Ma ovviamente le origini del malessere delle popolazioni che vivono nelle democrazie occidentali non è nella comunicazione ma nell’ineguaglianza, reale e percepita. Decenni concentrazione della ricchezza e del potere non hanno certo favorito la coesione sociale. E un sistema neoliberista sopravvissuto soprattutto promettendo un futuro radioso per tutti, a patto che il presente fosse deregolamentato, non poteva non terminare in una serie di delusioni, se le aspettative che aveva alimentato non erano soddisfatte. I media digitali sembrano perfetti per alimentare la protesta, ma ovviamente non ne sono la causa. Del resto, per quanto vada bilanciata con altri diritti umani, la libertà di espressione è pur sempre una delle caratteristiche distintive della democrazia costituzionale e non può essere repressa senza ridurre la salute della democrazia stessa. La repressione delle proteste antimonarchiche in effetti è una soluzione pragmatica per tenere insieme un Regno che non è del tutto Unito. Ma è una soluzione di breve termine, non è certo una soluzione strategica.

Un cambio di registro nella policy europea è con ogni evidenza in atto e risponde alle cause profonde del malessere democratico. Non è detto che vada alla velocità necessaria.
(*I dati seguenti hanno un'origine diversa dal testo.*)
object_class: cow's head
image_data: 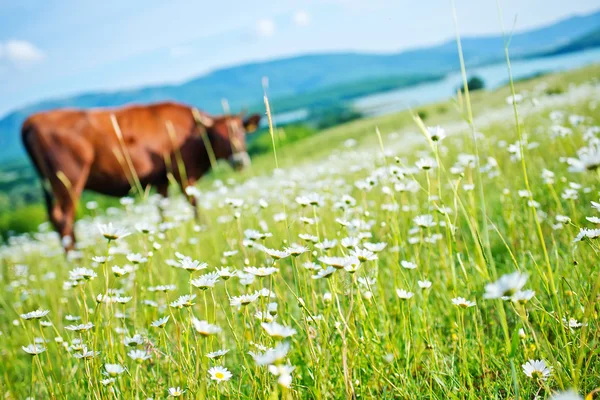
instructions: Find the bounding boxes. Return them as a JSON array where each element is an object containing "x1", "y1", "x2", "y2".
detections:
[{"x1": 196, "y1": 113, "x2": 261, "y2": 170}]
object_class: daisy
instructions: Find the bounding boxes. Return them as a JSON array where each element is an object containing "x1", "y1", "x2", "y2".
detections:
[
  {"x1": 127, "y1": 350, "x2": 152, "y2": 363},
  {"x1": 21, "y1": 310, "x2": 50, "y2": 320},
  {"x1": 563, "y1": 318, "x2": 587, "y2": 329},
  {"x1": 262, "y1": 247, "x2": 291, "y2": 260},
  {"x1": 417, "y1": 280, "x2": 432, "y2": 289},
  {"x1": 169, "y1": 386, "x2": 185, "y2": 397},
  {"x1": 511, "y1": 290, "x2": 535, "y2": 304},
  {"x1": 400, "y1": 260, "x2": 417, "y2": 269},
  {"x1": 269, "y1": 365, "x2": 296, "y2": 388},
  {"x1": 73, "y1": 346, "x2": 100, "y2": 360},
  {"x1": 250, "y1": 342, "x2": 290, "y2": 365},
  {"x1": 415, "y1": 158, "x2": 435, "y2": 171},
  {"x1": 21, "y1": 344, "x2": 46, "y2": 356},
  {"x1": 342, "y1": 237, "x2": 360, "y2": 249},
  {"x1": 413, "y1": 214, "x2": 435, "y2": 228},
  {"x1": 298, "y1": 233, "x2": 319, "y2": 243},
  {"x1": 311, "y1": 267, "x2": 336, "y2": 279},
  {"x1": 217, "y1": 267, "x2": 235, "y2": 281},
  {"x1": 208, "y1": 366, "x2": 233, "y2": 383},
  {"x1": 123, "y1": 333, "x2": 144, "y2": 347},
  {"x1": 522, "y1": 360, "x2": 552, "y2": 380},
  {"x1": 98, "y1": 223, "x2": 130, "y2": 242},
  {"x1": 363, "y1": 242, "x2": 387, "y2": 253},
  {"x1": 452, "y1": 297, "x2": 475, "y2": 308},
  {"x1": 319, "y1": 256, "x2": 348, "y2": 269},
  {"x1": 190, "y1": 272, "x2": 220, "y2": 290},
  {"x1": 127, "y1": 253, "x2": 148, "y2": 264},
  {"x1": 104, "y1": 364, "x2": 125, "y2": 377},
  {"x1": 427, "y1": 125, "x2": 446, "y2": 142},
  {"x1": 150, "y1": 315, "x2": 171, "y2": 328},
  {"x1": 111, "y1": 265, "x2": 127, "y2": 278},
  {"x1": 100, "y1": 378, "x2": 115, "y2": 386},
  {"x1": 148, "y1": 285, "x2": 177, "y2": 293},
  {"x1": 206, "y1": 349, "x2": 229, "y2": 360},
  {"x1": 69, "y1": 268, "x2": 97, "y2": 281},
  {"x1": 315, "y1": 239, "x2": 343, "y2": 250},
  {"x1": 396, "y1": 289, "x2": 414, "y2": 300},
  {"x1": 284, "y1": 244, "x2": 308, "y2": 257},
  {"x1": 229, "y1": 293, "x2": 258, "y2": 307},
  {"x1": 350, "y1": 248, "x2": 378, "y2": 262},
  {"x1": 192, "y1": 317, "x2": 221, "y2": 337},
  {"x1": 244, "y1": 267, "x2": 279, "y2": 278},
  {"x1": 483, "y1": 271, "x2": 528, "y2": 299},
  {"x1": 170, "y1": 294, "x2": 196, "y2": 308},
  {"x1": 260, "y1": 321, "x2": 296, "y2": 339},
  {"x1": 65, "y1": 322, "x2": 94, "y2": 332},
  {"x1": 179, "y1": 257, "x2": 208, "y2": 272}
]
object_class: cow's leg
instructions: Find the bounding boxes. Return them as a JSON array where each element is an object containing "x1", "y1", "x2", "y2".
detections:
[
  {"x1": 49, "y1": 162, "x2": 89, "y2": 252},
  {"x1": 181, "y1": 179, "x2": 200, "y2": 222},
  {"x1": 156, "y1": 182, "x2": 169, "y2": 197}
]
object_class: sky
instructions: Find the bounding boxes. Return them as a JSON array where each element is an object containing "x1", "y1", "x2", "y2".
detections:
[{"x1": 0, "y1": 0, "x2": 599, "y2": 116}]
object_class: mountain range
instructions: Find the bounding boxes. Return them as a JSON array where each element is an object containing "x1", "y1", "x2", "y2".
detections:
[{"x1": 0, "y1": 7, "x2": 600, "y2": 162}]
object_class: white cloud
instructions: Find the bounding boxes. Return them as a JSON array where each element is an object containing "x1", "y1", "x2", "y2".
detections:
[
  {"x1": 256, "y1": 19, "x2": 275, "y2": 37},
  {"x1": 294, "y1": 10, "x2": 310, "y2": 26},
  {"x1": 169, "y1": 46, "x2": 193, "y2": 58},
  {"x1": 0, "y1": 40, "x2": 46, "y2": 64}
]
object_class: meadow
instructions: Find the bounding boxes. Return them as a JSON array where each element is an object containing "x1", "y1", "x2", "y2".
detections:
[{"x1": 0, "y1": 57, "x2": 600, "y2": 399}]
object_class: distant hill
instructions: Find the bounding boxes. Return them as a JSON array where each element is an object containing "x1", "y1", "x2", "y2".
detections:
[
  {"x1": 543, "y1": 28, "x2": 600, "y2": 56},
  {"x1": 0, "y1": 7, "x2": 600, "y2": 162}
]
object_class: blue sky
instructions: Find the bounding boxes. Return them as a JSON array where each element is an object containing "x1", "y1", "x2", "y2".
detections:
[{"x1": 0, "y1": 0, "x2": 599, "y2": 115}]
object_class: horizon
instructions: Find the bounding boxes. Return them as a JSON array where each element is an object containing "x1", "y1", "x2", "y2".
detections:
[{"x1": 0, "y1": 0, "x2": 600, "y2": 118}]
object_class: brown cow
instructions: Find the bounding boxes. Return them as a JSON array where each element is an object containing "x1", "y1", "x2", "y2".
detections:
[{"x1": 21, "y1": 103, "x2": 260, "y2": 250}]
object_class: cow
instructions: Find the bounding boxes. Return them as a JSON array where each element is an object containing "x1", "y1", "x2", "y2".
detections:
[{"x1": 21, "y1": 102, "x2": 261, "y2": 252}]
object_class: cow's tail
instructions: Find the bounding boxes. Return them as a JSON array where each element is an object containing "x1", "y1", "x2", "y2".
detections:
[{"x1": 21, "y1": 120, "x2": 54, "y2": 212}]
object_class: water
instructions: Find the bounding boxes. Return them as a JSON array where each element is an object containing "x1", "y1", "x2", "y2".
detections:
[{"x1": 352, "y1": 49, "x2": 600, "y2": 115}]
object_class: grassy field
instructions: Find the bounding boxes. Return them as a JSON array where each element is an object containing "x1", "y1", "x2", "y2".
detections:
[{"x1": 0, "y1": 66, "x2": 600, "y2": 399}]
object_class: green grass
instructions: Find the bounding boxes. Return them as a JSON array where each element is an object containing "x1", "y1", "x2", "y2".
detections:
[{"x1": 0, "y1": 66, "x2": 600, "y2": 399}]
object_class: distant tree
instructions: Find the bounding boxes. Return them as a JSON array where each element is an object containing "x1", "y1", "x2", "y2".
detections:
[{"x1": 460, "y1": 76, "x2": 485, "y2": 93}]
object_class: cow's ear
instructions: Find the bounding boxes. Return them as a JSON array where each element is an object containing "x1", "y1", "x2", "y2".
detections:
[
  {"x1": 244, "y1": 114, "x2": 261, "y2": 133},
  {"x1": 192, "y1": 108, "x2": 215, "y2": 128}
]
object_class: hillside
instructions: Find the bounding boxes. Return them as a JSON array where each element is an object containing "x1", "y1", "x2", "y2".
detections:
[
  {"x1": 0, "y1": 7, "x2": 600, "y2": 162},
  {"x1": 545, "y1": 28, "x2": 600, "y2": 56}
]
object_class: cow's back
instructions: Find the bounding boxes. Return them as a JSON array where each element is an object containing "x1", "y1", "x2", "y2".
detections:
[{"x1": 24, "y1": 103, "x2": 194, "y2": 196}]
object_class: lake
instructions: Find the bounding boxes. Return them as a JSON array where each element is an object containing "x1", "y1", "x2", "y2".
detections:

Con tutti i Paesi che profittano ancora del neoliberismo e che non mollano i loro privilegi. Ma dovrà anche essere comunicata meglio, per far sentire il cambio di stagione. Nel suo discorso sullo Stato dell’Unione, Ursula von der Leyen, presidente della Commissione Europea, ha spinto molto sulle promesse di aiuto all’Ucraina, ha dovuto mediare sull’intervento europeo per ridurre l’impatto della speculazione nei mercati dell’energia, ma ha sottolineato che almeno 140 miliardi di extra-profitti realizzati dalle compagnie dell’energia grazie alle dinamiche del mercato dovranno tornare alle famiglie e alle altre imprese che hanno sofferto di quelle stesse dinamiche.

«Nella nostra economia sociale di mercato i profitti sono giusti - ha detto von der Leyen - ma non possono essere accumulati sulle spalle dei consumatori: i profitti vanno condivisi e incanalati in modo che vadano a chi ne ha più bisogno». È necessaria una riprogettazione del mercato dell’energia, ha detto: il che significa che nella sua visione il mercato non è un sistema dal quale lo stato deve stare fuori, come volevano far credere i neoliberisti, ma una soluzione che viene protetta a migliorata dall’intervento della policy.

Il cambio di stagione è chiaro. Ma occorre vedere se si concretizzerà abbastanza velocemente. E se diventerà un sentire generalizzato. O se le forze della divisione riusciranno a soffocare la consapevolezza di ciò che conta per il bene comune. La diversità è un valore e non va repressa, ma accompagnata da un modo di discutere che la trasformi in ricchezza e non in divisione. È possibile.